The Medicare Advantage (MA) program grew by nearly 1.4 million beneficiaries between 2013 and 2014, according to a Kaiser Family Foundation Issue Brief titled “Medicare Advantage 2014 Spotlight: Enrollment Market Update.” Although the Patient Protection and Affordable Care Act (ACA) (P.L. 111-148) enacted a number of measures to lower the historical overpayments to MA plans, raising concerns that MA plan enrollment would drop, enrollment actually increased nine percent to reach 15.7 million beneficiaries.

Enrollment Trends

According to the Issue Brief, 30 percent of Medicare beneficiaries nationwide are enrolled in MA plans, which is a 24 percent increase from 2010. However, the number of beneficiaries enrolled in such plans varies geographically. The brief noted that less than 10 percent of Medicare beneficiaries in six states were enrolled in MA plans, while 18 states had 30 percent or more beneficiaries enrolled in MA plans. Nevertheless, with the exception of Alaska and New Jersey, all states reported an increase in MA enrollment between 2013 and 2014. New Jersey demonstrated a 2 percent drop in MA enrollment, while Alaska did not have enough enrollees to report.

Between 2013 and 2014, the majority of growth in MA plan enrollment was seen in the individual market. However, retiree enrollment in the group employment-based market demonstrated a large increase, accounting for nearly one-third of MA enrollment growth seen over the course of the last year.

Premiums and Out-of-Pocket Costs

Between 2012 and 2014, there has been little change in average premium trends, with an average MA enrollee paying a monthly premium of roughly $35 in 2014. However, average out-of-pocket costs increased. MA enrollees that had plans with out-of-pocket cost limits over $5,000 nearly doubled over the last year, from 24 percent of enrollees to 44 percent.
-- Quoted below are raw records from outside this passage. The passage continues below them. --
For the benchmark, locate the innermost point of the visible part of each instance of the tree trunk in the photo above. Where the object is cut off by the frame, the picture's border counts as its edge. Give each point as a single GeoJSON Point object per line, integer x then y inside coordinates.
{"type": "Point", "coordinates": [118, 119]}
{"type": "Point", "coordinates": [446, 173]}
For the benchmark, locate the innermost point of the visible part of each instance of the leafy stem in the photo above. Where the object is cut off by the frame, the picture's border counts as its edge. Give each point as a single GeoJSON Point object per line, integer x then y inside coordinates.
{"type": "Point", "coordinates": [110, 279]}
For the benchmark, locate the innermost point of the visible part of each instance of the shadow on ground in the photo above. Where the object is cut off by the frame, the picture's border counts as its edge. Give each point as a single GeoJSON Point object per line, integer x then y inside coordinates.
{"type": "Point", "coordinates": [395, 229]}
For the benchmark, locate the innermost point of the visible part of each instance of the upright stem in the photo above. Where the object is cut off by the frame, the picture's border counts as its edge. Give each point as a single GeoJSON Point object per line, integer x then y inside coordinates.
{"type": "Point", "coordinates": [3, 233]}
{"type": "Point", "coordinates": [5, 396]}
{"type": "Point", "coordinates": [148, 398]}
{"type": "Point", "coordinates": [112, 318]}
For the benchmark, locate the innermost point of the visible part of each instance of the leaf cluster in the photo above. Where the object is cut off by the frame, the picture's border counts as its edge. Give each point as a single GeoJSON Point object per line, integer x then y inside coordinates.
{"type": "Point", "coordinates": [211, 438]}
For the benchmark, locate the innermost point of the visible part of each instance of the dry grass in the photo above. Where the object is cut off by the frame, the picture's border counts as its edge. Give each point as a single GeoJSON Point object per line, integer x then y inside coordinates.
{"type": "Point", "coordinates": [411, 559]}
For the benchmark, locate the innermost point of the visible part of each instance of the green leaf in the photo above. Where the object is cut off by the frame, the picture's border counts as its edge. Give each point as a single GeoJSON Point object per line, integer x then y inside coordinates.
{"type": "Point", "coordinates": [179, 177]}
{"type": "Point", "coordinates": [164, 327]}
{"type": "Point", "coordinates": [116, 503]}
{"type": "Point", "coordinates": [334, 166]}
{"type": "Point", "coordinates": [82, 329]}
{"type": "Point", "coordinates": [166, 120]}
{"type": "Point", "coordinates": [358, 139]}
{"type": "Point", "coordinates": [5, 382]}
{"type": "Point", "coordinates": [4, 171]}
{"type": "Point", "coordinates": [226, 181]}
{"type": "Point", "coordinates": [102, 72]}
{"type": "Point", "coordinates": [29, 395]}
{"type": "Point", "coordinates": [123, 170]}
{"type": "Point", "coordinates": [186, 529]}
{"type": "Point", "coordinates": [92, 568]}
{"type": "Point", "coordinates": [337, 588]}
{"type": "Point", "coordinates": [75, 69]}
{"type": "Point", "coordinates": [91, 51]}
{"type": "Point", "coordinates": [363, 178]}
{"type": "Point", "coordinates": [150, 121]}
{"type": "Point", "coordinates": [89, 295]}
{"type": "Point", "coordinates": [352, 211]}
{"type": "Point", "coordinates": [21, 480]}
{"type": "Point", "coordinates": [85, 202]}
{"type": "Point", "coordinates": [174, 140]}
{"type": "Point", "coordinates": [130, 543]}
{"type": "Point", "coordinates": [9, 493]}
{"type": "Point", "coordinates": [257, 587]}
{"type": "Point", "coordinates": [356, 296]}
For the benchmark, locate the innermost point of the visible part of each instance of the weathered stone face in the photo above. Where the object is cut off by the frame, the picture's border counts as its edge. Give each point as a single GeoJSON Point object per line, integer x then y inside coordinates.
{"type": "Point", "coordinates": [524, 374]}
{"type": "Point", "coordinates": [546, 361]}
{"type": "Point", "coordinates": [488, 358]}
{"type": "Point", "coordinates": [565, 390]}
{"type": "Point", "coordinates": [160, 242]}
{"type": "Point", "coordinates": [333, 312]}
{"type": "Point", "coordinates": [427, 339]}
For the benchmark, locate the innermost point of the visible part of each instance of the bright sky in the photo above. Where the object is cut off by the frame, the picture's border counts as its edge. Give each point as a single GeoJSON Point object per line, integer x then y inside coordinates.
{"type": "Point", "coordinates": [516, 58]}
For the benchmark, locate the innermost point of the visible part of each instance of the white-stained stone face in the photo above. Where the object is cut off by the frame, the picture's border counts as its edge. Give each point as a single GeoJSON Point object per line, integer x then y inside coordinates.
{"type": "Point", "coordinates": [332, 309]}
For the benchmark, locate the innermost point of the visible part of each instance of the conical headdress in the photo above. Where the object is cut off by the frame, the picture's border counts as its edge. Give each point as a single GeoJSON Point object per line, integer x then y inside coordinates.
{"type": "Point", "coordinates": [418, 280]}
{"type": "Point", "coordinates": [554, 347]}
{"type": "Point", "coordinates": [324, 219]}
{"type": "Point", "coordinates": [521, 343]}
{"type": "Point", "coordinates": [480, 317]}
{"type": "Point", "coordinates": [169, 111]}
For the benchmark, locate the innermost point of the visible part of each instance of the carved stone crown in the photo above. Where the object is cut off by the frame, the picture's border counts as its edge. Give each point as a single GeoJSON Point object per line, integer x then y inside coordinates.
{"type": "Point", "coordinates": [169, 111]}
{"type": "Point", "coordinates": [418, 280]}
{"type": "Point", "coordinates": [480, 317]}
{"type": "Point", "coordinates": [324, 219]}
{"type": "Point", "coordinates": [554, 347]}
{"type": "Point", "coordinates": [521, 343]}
Consequently, enrollees with substantial medical needs may be exposed to higher costs.

A Look to the Future

The report noted that it is not clear how MA plans will change as far as offerings in the future, or the impact it will have on beneficiaries. “Thus far, there hasn’t been much of a change in the Medicare Advantage market, other than the increase in out-of-pocket limits and reports in the media that some insurers have scaled back provider networks,” the brief said. “Insurers will need to balance their interest in maintaining market share (and remain attractive to beneficiaries) against their ongoing interest in operating as profitably as possible.”